Custard Apple Ice Cream


  • 2 ½  cup sugar
  • 1 ½  cup whole milk
  • 4 egg yolks
  • Pinch of salt
  • 2 cup custard apple pulp 
  • 1 ½ cup whipping cream
  • 1 tsp. vanilla extract
  • 2 tbsp honey

Macadamia granola

  • 200g rolled oats
  • 100g macadamia nuts, chopped
  • 50g pumpkin seeds
  • 200g honey
  1. In a medium saucepan, whisk together sugar, milk, egg yolks, and salt. Place pan over medium-high heat and whisk until mixture reaches a simmer. Lower heat to medium and whisk mixture for 5 minutes or until it begins to thicken. Strain into a large bowl, then whisk in custard apple, cream, and vanilla. Cover with plastic wrap and refrigerate until chilled, about 2 hours.
  2. In a small saucepan heat the honey over a low heat till it starts to turn brown. Take off the heat and add 1 tablespoon of cold water.

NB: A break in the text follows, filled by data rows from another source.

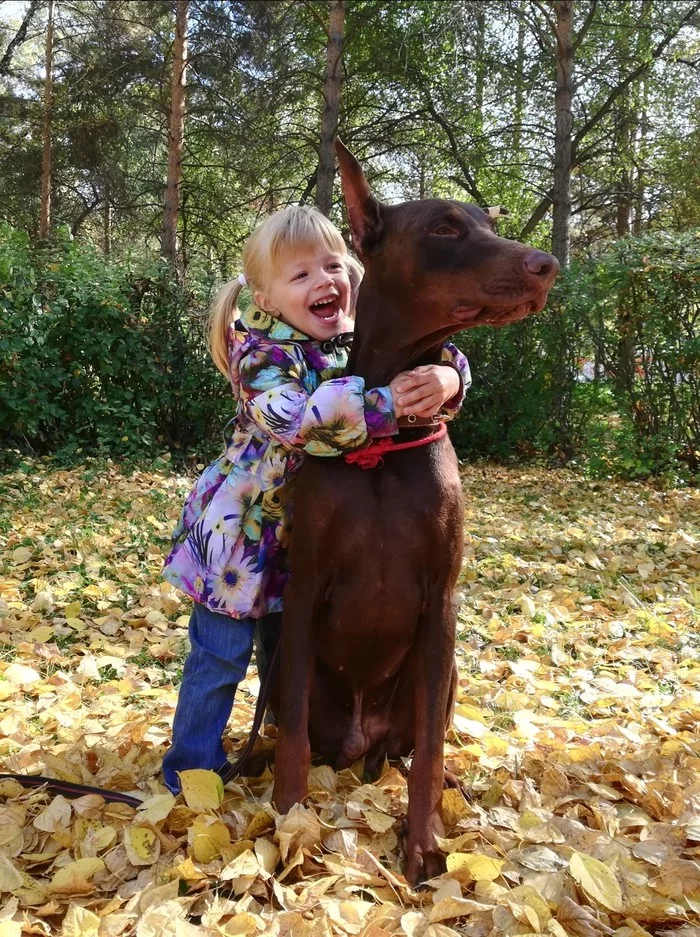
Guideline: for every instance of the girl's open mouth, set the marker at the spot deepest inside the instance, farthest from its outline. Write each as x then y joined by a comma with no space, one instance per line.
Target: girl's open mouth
328,309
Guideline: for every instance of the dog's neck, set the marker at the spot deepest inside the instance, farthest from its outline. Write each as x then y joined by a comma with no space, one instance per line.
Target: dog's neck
385,341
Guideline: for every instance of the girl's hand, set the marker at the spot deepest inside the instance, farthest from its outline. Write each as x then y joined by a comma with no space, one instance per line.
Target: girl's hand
425,389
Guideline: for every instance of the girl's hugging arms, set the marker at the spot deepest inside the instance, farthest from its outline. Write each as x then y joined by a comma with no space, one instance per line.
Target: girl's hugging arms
339,416
434,388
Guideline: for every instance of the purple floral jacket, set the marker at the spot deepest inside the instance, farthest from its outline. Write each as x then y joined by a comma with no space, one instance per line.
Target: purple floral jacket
229,547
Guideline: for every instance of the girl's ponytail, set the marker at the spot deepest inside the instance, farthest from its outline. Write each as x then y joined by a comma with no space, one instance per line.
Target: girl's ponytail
223,312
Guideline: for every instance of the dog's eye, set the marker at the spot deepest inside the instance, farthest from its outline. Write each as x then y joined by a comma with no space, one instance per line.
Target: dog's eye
445,230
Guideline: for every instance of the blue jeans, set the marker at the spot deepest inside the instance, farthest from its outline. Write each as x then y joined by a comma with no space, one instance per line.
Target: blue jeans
220,651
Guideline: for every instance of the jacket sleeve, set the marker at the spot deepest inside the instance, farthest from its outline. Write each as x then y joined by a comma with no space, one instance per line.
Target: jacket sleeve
340,415
452,356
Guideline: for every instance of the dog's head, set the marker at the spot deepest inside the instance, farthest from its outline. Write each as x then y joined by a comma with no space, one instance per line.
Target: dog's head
444,254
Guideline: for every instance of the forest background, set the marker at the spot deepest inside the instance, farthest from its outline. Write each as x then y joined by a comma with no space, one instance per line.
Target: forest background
140,142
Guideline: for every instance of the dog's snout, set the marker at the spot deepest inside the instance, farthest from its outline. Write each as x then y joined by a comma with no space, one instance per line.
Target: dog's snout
541,265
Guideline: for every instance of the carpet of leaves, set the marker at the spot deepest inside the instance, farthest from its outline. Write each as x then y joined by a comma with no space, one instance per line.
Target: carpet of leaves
575,732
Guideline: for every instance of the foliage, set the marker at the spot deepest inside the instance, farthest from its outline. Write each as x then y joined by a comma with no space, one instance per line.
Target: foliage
633,314
107,357
102,357
575,730
439,99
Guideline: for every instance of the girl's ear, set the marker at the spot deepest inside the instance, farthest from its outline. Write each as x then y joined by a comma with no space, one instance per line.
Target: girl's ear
262,302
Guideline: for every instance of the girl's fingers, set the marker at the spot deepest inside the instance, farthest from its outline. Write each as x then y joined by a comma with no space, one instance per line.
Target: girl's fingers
422,405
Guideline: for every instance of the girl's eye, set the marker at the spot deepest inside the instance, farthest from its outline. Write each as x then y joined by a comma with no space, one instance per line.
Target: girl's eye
445,230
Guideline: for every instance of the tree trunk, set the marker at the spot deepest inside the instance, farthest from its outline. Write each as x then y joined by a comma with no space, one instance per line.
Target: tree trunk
107,224
176,136
519,92
331,106
625,119
45,208
642,128
561,235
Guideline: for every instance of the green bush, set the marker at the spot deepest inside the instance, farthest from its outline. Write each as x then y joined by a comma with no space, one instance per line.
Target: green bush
634,314
109,358
103,358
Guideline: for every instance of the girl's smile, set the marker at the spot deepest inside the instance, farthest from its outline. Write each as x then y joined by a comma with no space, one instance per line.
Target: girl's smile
311,292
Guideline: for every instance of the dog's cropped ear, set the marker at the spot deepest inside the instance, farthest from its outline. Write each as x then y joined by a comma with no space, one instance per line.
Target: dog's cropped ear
364,211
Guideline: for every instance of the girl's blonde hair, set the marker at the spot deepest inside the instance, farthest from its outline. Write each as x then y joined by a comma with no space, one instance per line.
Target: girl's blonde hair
294,228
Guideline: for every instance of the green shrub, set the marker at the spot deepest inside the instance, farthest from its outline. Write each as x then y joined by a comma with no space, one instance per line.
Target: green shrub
103,358
107,358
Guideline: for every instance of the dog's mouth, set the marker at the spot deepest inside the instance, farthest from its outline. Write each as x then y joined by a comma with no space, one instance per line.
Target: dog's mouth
501,315
327,309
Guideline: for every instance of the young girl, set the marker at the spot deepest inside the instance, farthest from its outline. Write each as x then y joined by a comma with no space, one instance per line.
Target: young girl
285,357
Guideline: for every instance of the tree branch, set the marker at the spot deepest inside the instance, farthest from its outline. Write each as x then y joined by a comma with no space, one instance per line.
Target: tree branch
18,38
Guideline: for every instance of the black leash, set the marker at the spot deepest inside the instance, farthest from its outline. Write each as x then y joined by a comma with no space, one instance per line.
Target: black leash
233,769
69,789
227,773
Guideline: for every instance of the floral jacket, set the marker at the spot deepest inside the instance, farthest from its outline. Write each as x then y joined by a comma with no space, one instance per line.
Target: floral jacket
229,547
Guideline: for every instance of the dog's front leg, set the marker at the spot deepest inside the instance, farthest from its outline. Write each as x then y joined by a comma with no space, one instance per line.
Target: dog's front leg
425,781
293,752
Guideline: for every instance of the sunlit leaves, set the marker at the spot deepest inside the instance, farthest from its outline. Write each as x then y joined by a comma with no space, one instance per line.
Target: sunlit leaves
575,732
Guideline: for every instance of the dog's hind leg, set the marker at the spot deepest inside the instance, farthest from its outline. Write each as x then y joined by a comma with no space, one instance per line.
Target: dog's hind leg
434,677
293,753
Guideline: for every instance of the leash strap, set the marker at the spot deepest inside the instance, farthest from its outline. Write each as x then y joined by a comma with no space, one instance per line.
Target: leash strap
69,789
372,456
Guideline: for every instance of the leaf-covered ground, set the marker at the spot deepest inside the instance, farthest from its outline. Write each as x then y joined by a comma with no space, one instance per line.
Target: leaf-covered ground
576,731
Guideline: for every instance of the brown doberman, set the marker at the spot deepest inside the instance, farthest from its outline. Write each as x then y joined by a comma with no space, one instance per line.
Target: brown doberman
368,632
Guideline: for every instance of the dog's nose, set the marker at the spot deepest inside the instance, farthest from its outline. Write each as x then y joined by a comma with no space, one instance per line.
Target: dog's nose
540,264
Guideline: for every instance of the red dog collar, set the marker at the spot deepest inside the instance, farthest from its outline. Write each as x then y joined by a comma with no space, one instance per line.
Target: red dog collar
372,456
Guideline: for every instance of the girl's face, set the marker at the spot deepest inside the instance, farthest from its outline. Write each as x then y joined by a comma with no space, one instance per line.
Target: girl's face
311,292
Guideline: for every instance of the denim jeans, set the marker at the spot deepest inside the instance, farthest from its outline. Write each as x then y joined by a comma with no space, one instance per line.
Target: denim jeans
220,651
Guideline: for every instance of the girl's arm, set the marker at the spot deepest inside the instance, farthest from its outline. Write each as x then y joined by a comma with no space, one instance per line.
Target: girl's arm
340,415
434,388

Stir and allow to cool completely. 
  3. Pour mixture into ice-cream maker; process according to manufacturer instructions
  4. Transfer the ice cream to a freezeable container, layering the burnt honey through the ice cream.
  5. To make the granola, heat the oven to 180c. Mix all the dry ingredients. Warm the honey and mix witht the dry ingredients. 
  6. Spread onto a baking tray lined with baking paper and bake for approximately 20 minutes, stiring the mixture every 5 minutes to ensure an even cooking.